The episode was called "Trial for Murder," and it opens with a shot of Thompson being shaken awake and hauled off to jail, his character accused of murdering his brother.
Rewatching the two-part arc, you get to watch Thompson stretch his muscles as an actor.
Dramatic parts like this gave Thompson the courage to strike out even further in the next five years, attempting to become a triple-threat director-producer-star who could do much more than family comedies.
In 1965, Thompson took on his most ambitious project ever. He dumped his entire lifetime savings into directing a war movie that was shot in Vietnam.
It was called A Yank in Vietnam, and Thompson knew it was dangerous to film there, because the war was happening around them, and the government had told him the Viet Cong would be watching his crew.
He originally planned to film in the Philippines, but when he arrived, the location was switched to Saigon. There was nothing Thompson felt he could do but accept the new location, because he'd already dumped too much into the production to back out.
"I put $62,000 of my own, just about everything I owned, my lifetime savings, into the project," Thompson told the Post-Gazette.
To keep the crew safe as possible, they changed film locations every 10 days, but what Thompson didn't realize was that the Viet Cong had put a $500 ransom on his head. That drew a sniper to the shoot, and at one point during filming, Thompson felt heat behind his back and realized his ear had just been grazed by a bullet.
"The authorities said we were safe in Saigon, but they couldn't assure our safety outside," Thompson explained. "We were shooting from 5 to 30 miles outside the city."
After returning from filming, Thompson proved somehow so unfazed by all this, he returned to shoot his next movie in Vietnam, too.
By the end of the Sixties, Thompson's series Daktari had wrapped, and he’d come up with a new family animal comedy, a movie and TV series called George about a St. Bernard and his owner.
Now you know the actor behind all these family adventure shows proved utterly fearless in the real world.
24 Comments
After returning from filming, Thompson proved somehow so unfazed by all this, he returned to shoot his next movie in Vietnam, too."
Not a guy who's scared off easily. I like him already.
Thompson's character was named 'Paul Newman' - and you can fill in the jokes yourself ...

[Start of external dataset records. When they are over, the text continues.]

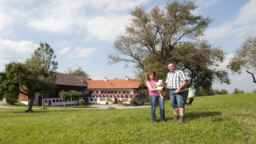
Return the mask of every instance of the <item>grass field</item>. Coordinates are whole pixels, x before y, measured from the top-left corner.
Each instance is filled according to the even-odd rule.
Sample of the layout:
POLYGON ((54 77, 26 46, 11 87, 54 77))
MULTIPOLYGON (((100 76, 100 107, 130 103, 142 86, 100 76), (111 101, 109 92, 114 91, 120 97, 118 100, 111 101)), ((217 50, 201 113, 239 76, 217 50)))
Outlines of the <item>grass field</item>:
MULTIPOLYGON (((196 97, 185 123, 152 124, 150 108, 0 109, 0 143, 256 143, 256 94, 196 97)), ((159 120, 159 110, 156 111, 159 120)))

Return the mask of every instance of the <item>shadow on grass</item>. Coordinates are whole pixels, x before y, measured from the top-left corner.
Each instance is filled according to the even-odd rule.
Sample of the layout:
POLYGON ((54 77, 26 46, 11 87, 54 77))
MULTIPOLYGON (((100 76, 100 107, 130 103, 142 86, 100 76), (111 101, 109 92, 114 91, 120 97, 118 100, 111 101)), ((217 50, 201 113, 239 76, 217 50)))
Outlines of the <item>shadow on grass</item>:
POLYGON ((200 117, 212 117, 221 116, 222 114, 220 111, 194 111, 186 113, 186 117, 189 117, 191 119, 195 119, 200 117))

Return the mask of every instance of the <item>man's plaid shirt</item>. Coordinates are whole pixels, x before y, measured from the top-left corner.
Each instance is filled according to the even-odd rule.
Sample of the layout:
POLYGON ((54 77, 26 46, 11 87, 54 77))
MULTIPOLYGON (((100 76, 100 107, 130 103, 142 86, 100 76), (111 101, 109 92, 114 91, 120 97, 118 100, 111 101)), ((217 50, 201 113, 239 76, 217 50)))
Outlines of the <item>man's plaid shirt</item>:
POLYGON ((186 80, 187 78, 184 73, 177 69, 171 73, 169 72, 167 74, 165 82, 168 84, 169 89, 177 89, 182 85, 183 81, 186 80))

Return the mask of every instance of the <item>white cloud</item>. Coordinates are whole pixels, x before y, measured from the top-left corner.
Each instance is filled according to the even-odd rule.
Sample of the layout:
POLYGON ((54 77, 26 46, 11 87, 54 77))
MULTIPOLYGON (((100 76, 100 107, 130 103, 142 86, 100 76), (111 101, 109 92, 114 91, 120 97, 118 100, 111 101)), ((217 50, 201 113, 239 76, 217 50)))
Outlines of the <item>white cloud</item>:
POLYGON ((232 21, 223 22, 217 27, 206 31, 208 38, 220 39, 228 36, 244 37, 245 35, 256 32, 256 1, 251 0, 242 6, 238 17, 232 21))
POLYGON ((96 48, 84 48, 80 47, 77 47, 74 51, 69 55, 71 58, 85 58, 92 56, 97 50, 96 48))
POLYGON ((97 17, 86 20, 86 22, 80 21, 80 25, 86 29, 88 35, 86 41, 97 38, 103 40, 113 40, 115 36, 125 29, 130 16, 119 15, 97 17))
POLYGON ((71 49, 70 47, 67 47, 64 48, 59 51, 59 53, 61 53, 61 54, 65 54, 69 52, 70 49, 71 49))
POLYGON ((39 46, 31 41, 12 41, 0 39, 0 67, 13 60, 25 61, 39 46))
POLYGON ((193 11, 193 13, 197 15, 201 14, 202 11, 211 6, 217 4, 220 1, 220 0, 197 0, 195 1, 195 4, 199 6, 193 11))

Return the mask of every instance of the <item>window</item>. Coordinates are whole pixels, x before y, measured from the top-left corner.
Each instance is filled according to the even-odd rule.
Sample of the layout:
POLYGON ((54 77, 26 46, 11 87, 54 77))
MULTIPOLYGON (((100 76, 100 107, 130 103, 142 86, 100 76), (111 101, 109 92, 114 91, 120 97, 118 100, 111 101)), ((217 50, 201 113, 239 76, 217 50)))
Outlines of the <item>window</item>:
POLYGON ((114 91, 115 94, 121 94, 121 91, 114 91))
POLYGON ((129 94, 129 91, 123 91, 123 94, 129 94))
POLYGON ((108 94, 114 94, 113 91, 108 91, 108 94))

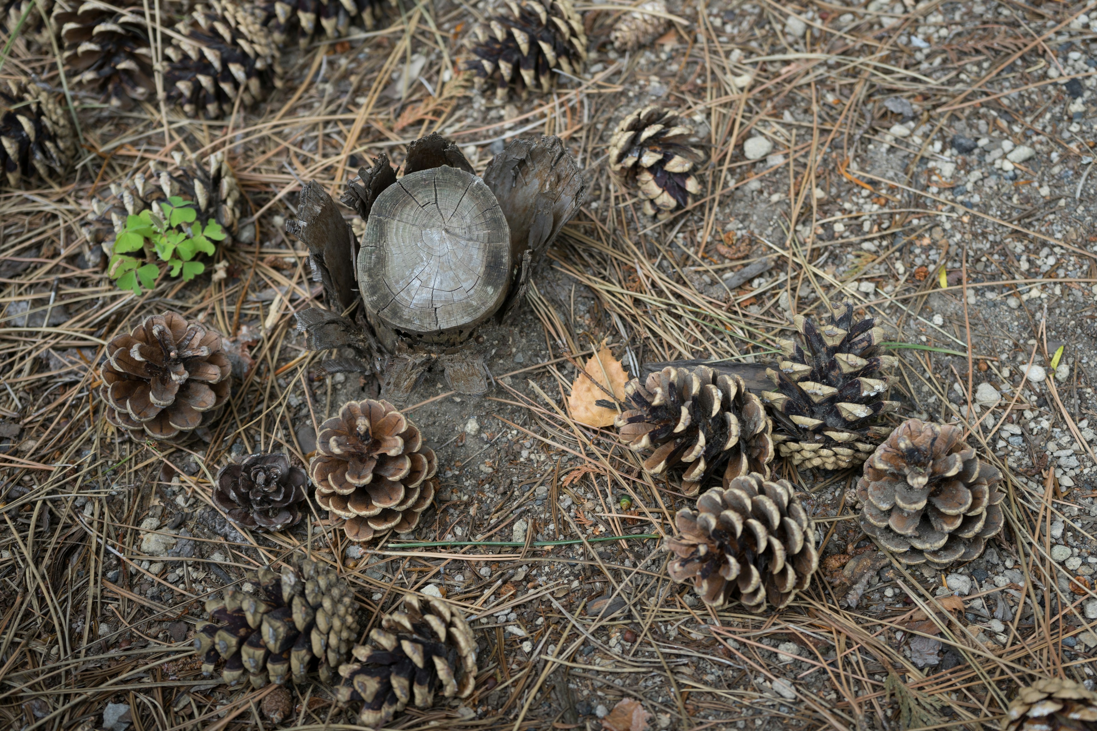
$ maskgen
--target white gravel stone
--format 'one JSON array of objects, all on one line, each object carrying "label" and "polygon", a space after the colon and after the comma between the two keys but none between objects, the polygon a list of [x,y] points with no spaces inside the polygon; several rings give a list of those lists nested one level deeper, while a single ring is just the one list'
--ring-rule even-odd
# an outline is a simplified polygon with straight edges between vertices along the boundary
[{"label": "white gravel stone", "polygon": [[1071,549],[1066,546],[1052,546],[1051,547],[1051,560],[1055,563],[1062,563],[1066,559],[1071,558]]},{"label": "white gravel stone", "polygon": [[957,594],[966,596],[971,593],[971,576],[965,576],[962,573],[950,573],[945,578],[945,583]]},{"label": "white gravel stone", "polygon": [[1039,384],[1040,381],[1048,379],[1048,372],[1044,370],[1043,366],[1038,366],[1033,363],[1032,365],[1025,367],[1025,377],[1033,384]]},{"label": "white gravel stone", "polygon": [[1025,162],[1033,155],[1036,155],[1036,150],[1028,145],[1018,145],[1008,155],[1006,155],[1006,159],[1014,163]]},{"label": "white gravel stone", "polygon": [[769,155],[773,149],[773,142],[768,137],[761,135],[751,137],[743,142],[743,155],[747,160],[760,160]]},{"label": "white gravel stone", "polygon": [[975,403],[981,407],[996,407],[1000,400],[1002,395],[998,393],[998,389],[989,384],[980,384],[975,389]]}]

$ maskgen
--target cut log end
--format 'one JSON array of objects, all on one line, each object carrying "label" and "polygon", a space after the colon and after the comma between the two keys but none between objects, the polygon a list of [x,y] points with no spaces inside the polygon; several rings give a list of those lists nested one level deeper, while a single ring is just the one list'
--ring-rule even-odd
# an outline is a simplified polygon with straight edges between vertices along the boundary
[{"label": "cut log end", "polygon": [[510,229],[482,180],[442,167],[405,175],[373,203],[358,258],[366,309],[430,342],[457,341],[499,309]]}]

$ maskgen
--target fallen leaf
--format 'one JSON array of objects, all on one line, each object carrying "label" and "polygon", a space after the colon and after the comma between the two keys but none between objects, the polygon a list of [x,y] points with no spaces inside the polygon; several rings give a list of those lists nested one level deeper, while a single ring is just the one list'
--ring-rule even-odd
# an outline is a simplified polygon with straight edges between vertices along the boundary
[{"label": "fallen leaf", "polygon": [[647,722],[652,715],[644,710],[638,700],[625,698],[602,719],[606,731],[647,731]]},{"label": "fallen leaf", "polygon": [[612,391],[613,397],[621,401],[624,399],[624,385],[629,382],[629,374],[608,347],[602,347],[587,361],[584,373],[586,375],[579,374],[572,384],[572,396],[567,398],[572,419],[587,426],[611,426],[618,412],[617,409],[608,409],[597,403],[609,400],[609,395],[598,385]]}]

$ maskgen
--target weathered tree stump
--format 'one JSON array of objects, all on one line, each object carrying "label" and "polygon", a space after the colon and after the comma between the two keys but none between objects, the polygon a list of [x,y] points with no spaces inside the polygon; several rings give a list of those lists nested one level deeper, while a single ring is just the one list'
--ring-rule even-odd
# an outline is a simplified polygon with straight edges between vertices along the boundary
[{"label": "weathered tree stump", "polygon": [[456,344],[510,287],[510,227],[476,175],[409,173],[373,203],[358,255],[366,310],[400,333]]}]

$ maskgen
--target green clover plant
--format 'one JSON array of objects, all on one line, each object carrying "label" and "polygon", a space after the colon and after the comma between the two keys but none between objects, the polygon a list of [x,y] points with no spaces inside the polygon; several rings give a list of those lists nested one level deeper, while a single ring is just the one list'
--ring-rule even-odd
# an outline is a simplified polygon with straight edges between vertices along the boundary
[{"label": "green clover plant", "polygon": [[[191,226],[197,219],[194,204],[173,195],[167,202],[160,202],[162,216],[155,209],[140,212],[137,216],[126,217],[125,229],[114,239],[114,253],[106,272],[120,289],[133,289],[139,295],[142,287],[151,289],[160,267],[152,263],[144,263],[156,253],[157,259],[168,262],[168,274],[179,276],[190,282],[205,271],[205,264],[193,261],[199,253],[212,256],[216,251],[214,241],[226,238],[224,229],[217,221],[211,219],[203,227],[201,224]],[[144,255],[131,256],[134,252]]]}]

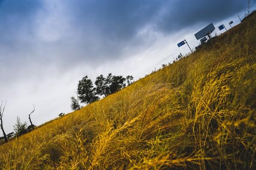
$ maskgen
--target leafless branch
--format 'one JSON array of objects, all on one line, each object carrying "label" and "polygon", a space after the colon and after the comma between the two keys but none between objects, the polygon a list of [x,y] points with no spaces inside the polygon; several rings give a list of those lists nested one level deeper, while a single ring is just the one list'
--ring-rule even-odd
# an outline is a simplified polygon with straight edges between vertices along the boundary
[{"label": "leafless branch", "polygon": [[30,115],[31,114],[32,114],[34,112],[35,112],[35,105],[34,104],[33,105],[33,107],[34,108],[34,109],[33,110],[33,111],[32,111],[30,114],[29,115]]}]

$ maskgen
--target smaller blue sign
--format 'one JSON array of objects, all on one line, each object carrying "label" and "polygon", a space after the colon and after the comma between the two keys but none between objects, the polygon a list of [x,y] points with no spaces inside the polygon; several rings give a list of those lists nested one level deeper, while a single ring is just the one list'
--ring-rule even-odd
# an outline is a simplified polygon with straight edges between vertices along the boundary
[{"label": "smaller blue sign", "polygon": [[180,42],[180,43],[179,43],[178,44],[177,44],[177,45],[178,45],[178,46],[179,47],[180,46],[183,46],[184,44],[185,44],[185,41],[182,41],[181,42]]},{"label": "smaller blue sign", "polygon": [[219,26],[218,28],[220,30],[220,31],[221,31],[221,29],[224,29],[224,25],[222,24],[221,26]]}]

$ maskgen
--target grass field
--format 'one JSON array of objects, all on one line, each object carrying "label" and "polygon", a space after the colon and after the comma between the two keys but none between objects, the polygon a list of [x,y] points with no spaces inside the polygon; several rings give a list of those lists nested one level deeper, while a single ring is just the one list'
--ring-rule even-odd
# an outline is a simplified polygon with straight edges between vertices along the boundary
[{"label": "grass field", "polygon": [[0,146],[0,167],[256,169],[256,23]]}]

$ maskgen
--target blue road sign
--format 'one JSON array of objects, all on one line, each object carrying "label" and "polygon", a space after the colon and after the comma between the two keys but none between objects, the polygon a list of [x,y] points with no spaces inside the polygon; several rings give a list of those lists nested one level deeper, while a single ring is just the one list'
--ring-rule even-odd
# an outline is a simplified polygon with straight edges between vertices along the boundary
[{"label": "blue road sign", "polygon": [[221,31],[221,29],[224,29],[224,25],[223,25],[223,24],[222,24],[221,26],[219,26],[218,28],[220,30],[220,31]]},{"label": "blue road sign", "polygon": [[200,40],[200,41],[201,41],[201,43],[204,43],[205,41],[206,41],[207,40],[207,38],[206,38],[206,37],[203,37],[203,38],[202,38]]},{"label": "blue road sign", "polygon": [[180,43],[179,43],[178,44],[177,44],[177,45],[178,45],[178,46],[179,47],[180,46],[183,46],[184,44],[185,44],[185,41],[182,41],[181,42],[180,42]]}]

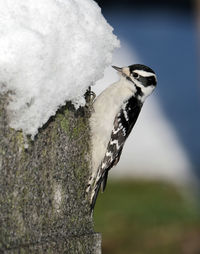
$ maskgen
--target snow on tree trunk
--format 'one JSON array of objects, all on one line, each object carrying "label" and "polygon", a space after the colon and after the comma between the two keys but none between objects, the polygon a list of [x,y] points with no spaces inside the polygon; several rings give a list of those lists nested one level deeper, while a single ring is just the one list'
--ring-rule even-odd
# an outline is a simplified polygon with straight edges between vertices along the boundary
[{"label": "snow on tree trunk", "polygon": [[26,141],[9,127],[7,105],[1,95],[0,253],[101,253],[85,193],[87,112],[67,103]]}]

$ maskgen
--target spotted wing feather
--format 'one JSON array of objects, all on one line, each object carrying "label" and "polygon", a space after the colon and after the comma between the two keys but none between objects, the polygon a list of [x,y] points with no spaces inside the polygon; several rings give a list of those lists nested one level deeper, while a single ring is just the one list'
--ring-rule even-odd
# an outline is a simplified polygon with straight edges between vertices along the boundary
[{"label": "spotted wing feather", "polygon": [[106,188],[109,170],[118,163],[124,143],[129,136],[137,118],[139,116],[142,103],[136,98],[131,97],[124,103],[119,113],[116,115],[111,138],[107,146],[106,154],[98,168],[95,181],[95,189],[92,196],[91,208],[94,208],[97,195],[102,185],[102,191]]}]

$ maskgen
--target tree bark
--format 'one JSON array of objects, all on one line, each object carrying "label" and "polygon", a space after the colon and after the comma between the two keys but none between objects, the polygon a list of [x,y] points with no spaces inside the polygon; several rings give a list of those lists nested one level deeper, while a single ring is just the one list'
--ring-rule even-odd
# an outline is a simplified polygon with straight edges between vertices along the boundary
[{"label": "tree bark", "polygon": [[0,95],[0,253],[101,253],[86,186],[90,131],[85,109],[67,103],[28,148],[8,125]]}]

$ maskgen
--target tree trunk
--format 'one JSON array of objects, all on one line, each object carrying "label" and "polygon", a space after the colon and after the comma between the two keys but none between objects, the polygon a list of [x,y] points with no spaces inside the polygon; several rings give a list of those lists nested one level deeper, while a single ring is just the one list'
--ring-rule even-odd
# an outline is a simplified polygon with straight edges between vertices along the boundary
[{"label": "tree trunk", "polygon": [[85,193],[91,159],[84,108],[67,103],[25,141],[8,126],[7,104],[1,95],[0,253],[101,253]]}]

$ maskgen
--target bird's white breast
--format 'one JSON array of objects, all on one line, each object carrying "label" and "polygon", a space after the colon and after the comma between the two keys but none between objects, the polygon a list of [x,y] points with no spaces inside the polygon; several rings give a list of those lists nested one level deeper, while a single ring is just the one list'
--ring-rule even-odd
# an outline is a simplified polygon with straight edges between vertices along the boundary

More accurately, it was MGM that was finished with Thompson, as was every studio with their contract players, who saddled them with too much overhead in a post-1949 Paramount Consent Decree world in which they were also losing theatrical box office to the free programming on television and, therefore, making fewer movies.
Also, the above piece neglects to mention whether Thompson managed to recoup his money from the Vietnam movie.
As was typical with Ivan Tor, Clarence was a movie that bevame Daktari.I
Don't forget, 'Joanie" was in the last season of Daktari, a Happy Days crossover as they like to say.
Much later, when I saw "Hatari!" I wondered if there was a connection, but other than the African setting, no.